Dal 1º al 4 novembre 1969, organizza un convegno di studi l'albergo Stella maris a Chiavari, durante il quale alcuni ritengono che vengano poste le basi per la futura costituzione delle Brigate Rosse. Questa la testimonianza di Renato Curcio, sul questo evento:

«Con un gruppo ristretto di una sessantina di delegati del Collettivo Politico Metropolitano ci riunimmo nella pensione Stella Maris di Chiavari. Dopo due giorni di dibattito in una fredda saletta, decidemmo di trasformarci in un gruppo piu` centralizzato: che chiamammo Sinistra Proletaria. Uno dei problemi da affrontare era quello "dell’organizzazione della forza": così avviammo un’intricata discussione sul ruolo e i metodi del servizio d’ordine, ossia di quel nucleo duro d’azione che ogni gruppo extraparlamentare aveva creato nel proprio interno. E nel documento elaborato al convegno di Chiavari, il cosiddetto Libretto giallo, parlando dell’autonomia operaia introducemmo per la prima volta una riflessione sull’ipotesi della lotta armata»

Dopo la strage di Piazza Fontana del 12 dicembre 1969 il CPM continuò la sua azione per parte del 1970, divenendo una delle organizzazioni più attive a Milano. I suoi punti di forza furono l'azione nelle grandi fabbriche lombarde (appoggiandosi ai CUB e ai GdS fondanti).

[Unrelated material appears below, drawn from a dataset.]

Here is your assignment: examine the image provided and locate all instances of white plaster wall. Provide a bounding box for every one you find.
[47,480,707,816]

L'incrudimento del clima sociale che si ebbe all'inizio del 1970 contribuirono alla trasformazione del CPM in una organizzazione più centralizzata, Sinistra Proletaria (SP), dove la componente favorevole alla lotta armata quale strumento della lotta rivoluzionaria e di classe divenne man mano preponderante, dinanzi alla sensazione - percepita non solo nel CPM e SP ma in tutte le componenti della sinistra fino al PCI - di una pesante deriva a destra e involuzione autoritaria dello Stato, con pericoli di colpo di Stato.

Dalla metà del 1970 la discussione all'interno del CPM/SP si incentrò quindi sulla questione della lotta armata, dell'uso della violenza e del ricorso alla clandestinità [11].